Although tax season may still be a couple of months away, now is a great time to start helping your U.S. citizen clients get ready for their U.S. tax filings.
As you are undoubtedly aware, U.S. citizens living in Canada must file not only Canadian tax returns but also U.S. returns, as the U.S. is one of the few countries in the world that taxes based on citizenship as opposed to residency.
U.S. tax compliance, however, goes well beyond simply filing a 1040 U.S. federal income tax return. Here are some of the other filing requirements of a typical U.S. taxpayer living in Canada and the information they may need from you this coming tax season:
FinCEN 114, Report of Foreign Bank and Financial Accounts (FBAR)

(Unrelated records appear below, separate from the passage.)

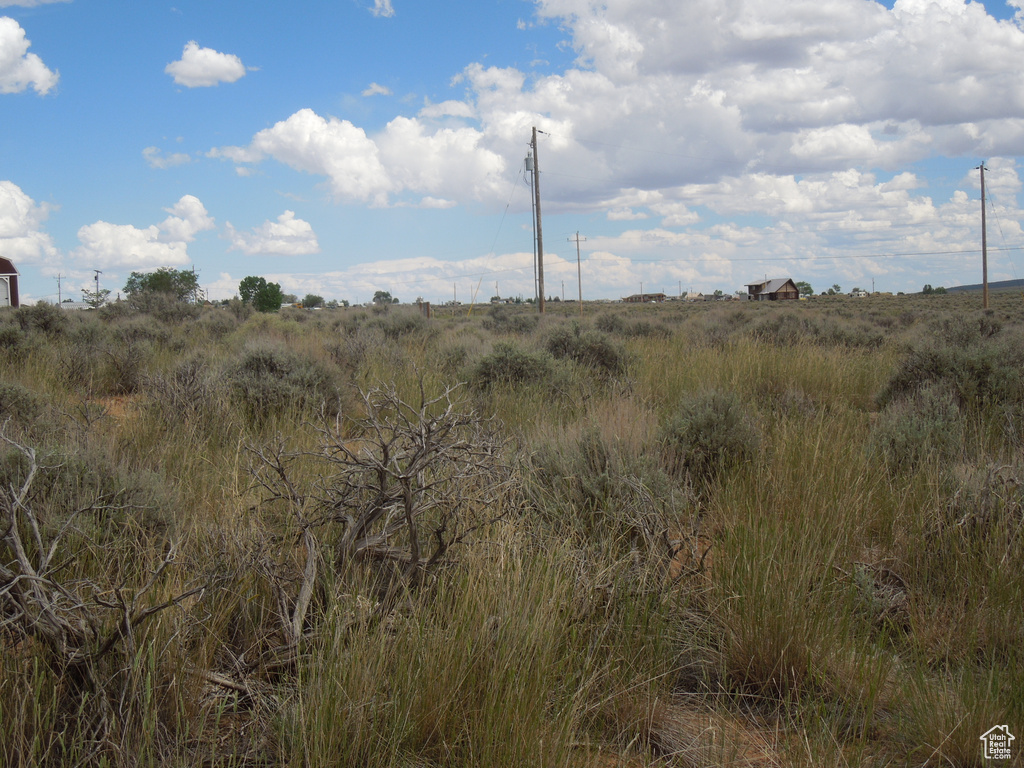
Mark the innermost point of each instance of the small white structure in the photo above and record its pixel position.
(8, 284)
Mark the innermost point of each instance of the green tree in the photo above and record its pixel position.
(265, 297)
(181, 284)
(96, 298)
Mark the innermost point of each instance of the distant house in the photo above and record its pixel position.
(644, 298)
(779, 289)
(8, 284)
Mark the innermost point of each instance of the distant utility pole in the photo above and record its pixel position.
(579, 269)
(984, 244)
(540, 233)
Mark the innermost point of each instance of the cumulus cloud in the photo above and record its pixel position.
(205, 67)
(22, 237)
(18, 69)
(29, 3)
(286, 237)
(376, 89)
(382, 8)
(805, 115)
(157, 159)
(166, 244)
(406, 157)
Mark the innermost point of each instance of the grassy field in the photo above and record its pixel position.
(684, 535)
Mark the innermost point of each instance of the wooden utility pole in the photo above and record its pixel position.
(540, 235)
(984, 244)
(579, 269)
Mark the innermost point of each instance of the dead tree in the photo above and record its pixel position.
(78, 623)
(400, 485)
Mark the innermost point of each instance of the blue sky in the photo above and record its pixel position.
(343, 146)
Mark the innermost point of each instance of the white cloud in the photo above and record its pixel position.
(157, 159)
(382, 8)
(406, 157)
(22, 236)
(794, 115)
(286, 237)
(448, 109)
(205, 67)
(18, 69)
(376, 89)
(29, 3)
(107, 245)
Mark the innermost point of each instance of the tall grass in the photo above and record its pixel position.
(744, 535)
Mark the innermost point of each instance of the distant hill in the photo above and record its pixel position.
(1003, 285)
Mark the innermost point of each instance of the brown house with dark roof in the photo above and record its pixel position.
(8, 284)
(779, 289)
(645, 298)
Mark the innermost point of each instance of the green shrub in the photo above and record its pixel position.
(923, 425)
(508, 365)
(17, 403)
(218, 323)
(43, 316)
(401, 323)
(13, 342)
(587, 348)
(986, 372)
(268, 380)
(711, 431)
(187, 390)
(610, 324)
(503, 320)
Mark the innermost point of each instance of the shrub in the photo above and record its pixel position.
(502, 320)
(986, 372)
(13, 342)
(710, 432)
(268, 380)
(164, 306)
(923, 425)
(188, 390)
(218, 323)
(587, 348)
(508, 365)
(17, 403)
(610, 324)
(43, 316)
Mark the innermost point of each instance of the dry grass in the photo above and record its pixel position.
(839, 587)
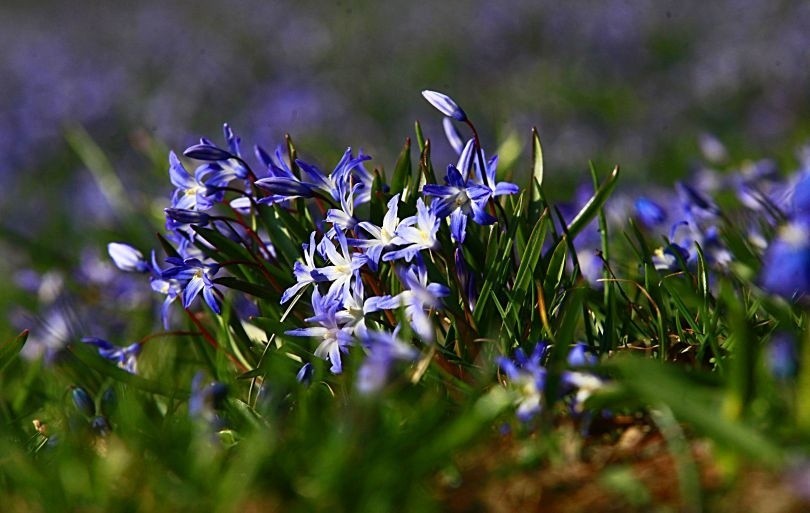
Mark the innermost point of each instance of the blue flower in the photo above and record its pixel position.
(418, 299)
(340, 175)
(384, 350)
(381, 237)
(445, 105)
(228, 162)
(459, 199)
(334, 339)
(415, 233)
(782, 356)
(470, 159)
(786, 266)
(345, 265)
(528, 375)
(194, 277)
(127, 258)
(305, 272)
(650, 213)
(193, 192)
(123, 357)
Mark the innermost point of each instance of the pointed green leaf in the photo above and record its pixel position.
(537, 166)
(11, 349)
(592, 207)
(402, 171)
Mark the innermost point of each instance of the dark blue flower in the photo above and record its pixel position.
(194, 277)
(334, 339)
(650, 213)
(459, 199)
(229, 161)
(782, 356)
(384, 350)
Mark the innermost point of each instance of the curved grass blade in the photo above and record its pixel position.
(11, 349)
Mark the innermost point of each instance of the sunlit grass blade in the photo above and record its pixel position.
(9, 350)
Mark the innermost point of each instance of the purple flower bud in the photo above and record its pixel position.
(185, 216)
(207, 151)
(100, 425)
(445, 105)
(649, 212)
(83, 401)
(304, 375)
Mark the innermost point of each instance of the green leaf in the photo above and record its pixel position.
(536, 183)
(402, 171)
(247, 287)
(592, 207)
(420, 138)
(654, 383)
(100, 167)
(88, 356)
(11, 349)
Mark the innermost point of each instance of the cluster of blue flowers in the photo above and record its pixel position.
(344, 260)
(371, 279)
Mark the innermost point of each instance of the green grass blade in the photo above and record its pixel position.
(10, 350)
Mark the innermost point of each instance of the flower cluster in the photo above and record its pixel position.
(371, 276)
(527, 375)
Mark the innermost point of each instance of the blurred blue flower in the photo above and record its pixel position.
(782, 356)
(459, 199)
(334, 339)
(384, 350)
(194, 277)
(127, 258)
(650, 213)
(415, 238)
(786, 265)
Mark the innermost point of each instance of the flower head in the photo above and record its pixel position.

All foreign financial accounts — including a bank account, brokerage account, mutual fund, trust, or other type of foreign financial account — with more than $10,000 in assets must be disclosed annually to the U.S. Department of Treasury by filing a Financial Crimes Enforcement Network (FinCEN) 114, Report of Foreign Bank and Financial Accounts (FBAR) electronically.
Clients will generally need: the bank or financial services institution's name and address, the account number, the account owner(s) and the maximum balance during the year.
Form 8938, Statement of Specified Foreign Financial Assets
If the client's account value — and other specified foreign financial assets — exceeded $200,000 on Dec. 31, 2014 or $300,000 at any time during 2014, those assets must, with some exceptions, also be reported on Form 8938, Statement of Specified Foreign Financial Assets, which is filed with the 1040 income tax return.
Forms 3520 and 3520A
If your U.S. citizen client holds a tax-free savings account (TFSA), registered education savings plan (RESP) or a registered disability savings plan (RDSP), these accounts do not have a tax-preferred status in the U.S. As a result, the income from these accounts must be reported annually on a U.S. tax return. Most U.S. tax professionals consider these Canadian plans to be foreign grantor trusts, from a U.S. tax perspective, and thus also subject them to onerous and costly filings (Form 3520, Annual Return To Report Transactions With Foreign Trusts and Form 3520A, Annual Information Return of Foreign Trust With a U.S. Owner.)
U.S. citizen clients with an RESP, TFSA or RDSP will generally need: the amounts and types of income earned in 2014 within these plans, the date each plan was established, their total contributions to date plus the contributions made during 2014, including grants and/or bonds for RESPs/RDSPs, along with a copy of their year-end statements.
Form 8621, Information Return by a Shareholder of a Passive Foreign Investment Company
Finally, U.S. citizens are generally cautioned to avoid purchasing Canadian mutual funds as they are considered to be Passive Foreign Investment Corporations (PFICs) under U.S. tax law and must be disclosed extensively on Form 8621, Information Return by a Shareholder of a Passive Foreign Investment Company.
U.S. citizen clients who own mutual funds will generally need to provide: the name of each fund held, any T3 or T5 slip showing income distributed to them during the year, along with the amounts for each of the prior three years as well as the fair market values of the investment at the beginning and end of 2014.
Note that some fund companies have started to provide PFIC Annual Information Statements for their funds that allow investors to make a Qualified Electing Fund (QEF) election on their U.S. tax returns. The QEF election allows for long-term capital gains to be taxed at more favourable rates and interest penalties can be avoided.